On June 9, 2016 California’s version of Death with Dignity legislation (a/k/a Medical Aid in Dying), the End of Life Option Act, went into effect, following a contorted enactment over the course of several years. Thanks in large part to the moving testimonial of 29-year-old Brittany Maynard to the legislature and to Jesuit Governor Jerry Brown, California became the 5th state (after Oregon, Washington, Vermont and Montana) to adopt a law allowing an individual to choose the time and manner of his/her death once diagnosed with a terminal illness, without the risk of criminal prosecution or civil judgment against the prescribing physician or pharmacist.
One noteworthy observation: in its first year, California recorded 258 instances where the process was initiated. There were 191 lethal prescriptions filled but only 111 people decided to ingest the medicine. That suggests that as many as 42% of those who went through the application process to the extent of having the prescription filled, used the medicine not to end life, but to provide a sense of autonomy and control at a time when a disease has robbed them of almost everything which makes life worthwhile: hope and self-direction.
We shall see if California’s initial experience bears itself out going forward. But after 20 years of data in Oregon, we can suspect this first year is not an aberration. In Oregon, 38% of filled prescriptions under Oregon’s Death with Dignity Law are not used. Again, individuals find comfort knowing that at hand they have a medical dosage which will quickly and painlessly accelerate the end if the pain or hopelessness becomes overwhelming. Until that time, there is a sense of self control which in itself is a comfort.
You may wonder why this is worth contemplating. In the 1997 companion cases of Washington v. Glucksberg, 521 US 702 (1997) and Vacco v Quill, 521 US 793 (1997), Chief Justice Rehnquist, writing for a unanimous Supreme Court, sought to differentiate the withholding of medical treatment from the dispensing of a lethal dose of medicine. Without the benefit of any data upon which to make an assessment, the Chief Justice wrote that a physician who withdraws care pursuant to an express patient demand “purposefully intends, or may so intend, only to respect his patients’s wishes”. Whereas a doctor assisting suicide “must necessarily and indubitably intend primarily that the patient be made dead.”
This clearly is incorrect. In the first instance in both cases, the doctor is merely “primarily respecting his patient’s wishes”. Surely in both cases, the doctor would much prefer the patient be cured and healthy. But the doctor is asked to provide a service: withholding medicine, “pulling the plug”, writing the lethal prescription. Will the ultimate consequence be an acceleration of the inevitable death: yes, in general. But not all plugs pulled result in immediate death, not all withheld medicine will immediately kill the patient, and now we know, not all written lethal prescriptions will be taken.

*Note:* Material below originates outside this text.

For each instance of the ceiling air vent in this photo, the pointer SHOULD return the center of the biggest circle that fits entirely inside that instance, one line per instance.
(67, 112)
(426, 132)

The doctor writing a prescription under Oregon and California or any other state’s Death with Dignity laws can well anticipate that over a third, maybe 40% of his or her patients, will never take the medicine. They will keep the medicine on their nightstand as a symbol of their last act of decision-making and destiny-determination. At a time of hopelessness and despair, allowing a dying patient a modicum of autonomy and control might prove a liberating experience.
Justice Rehnquist pronouncement in Vacco v Quill has been proven in error. It is important to highlight his mistake because Justice Gorsuch in his eloquent book against “Assisted Suicide” cites Justice Rehnquist approvingly. Glucksberg and Quill are both ripe for reversal, given the evolution of the Death with Dignity movement across the country. We now have further evidence contradicting the AMA’s refrain in opposition.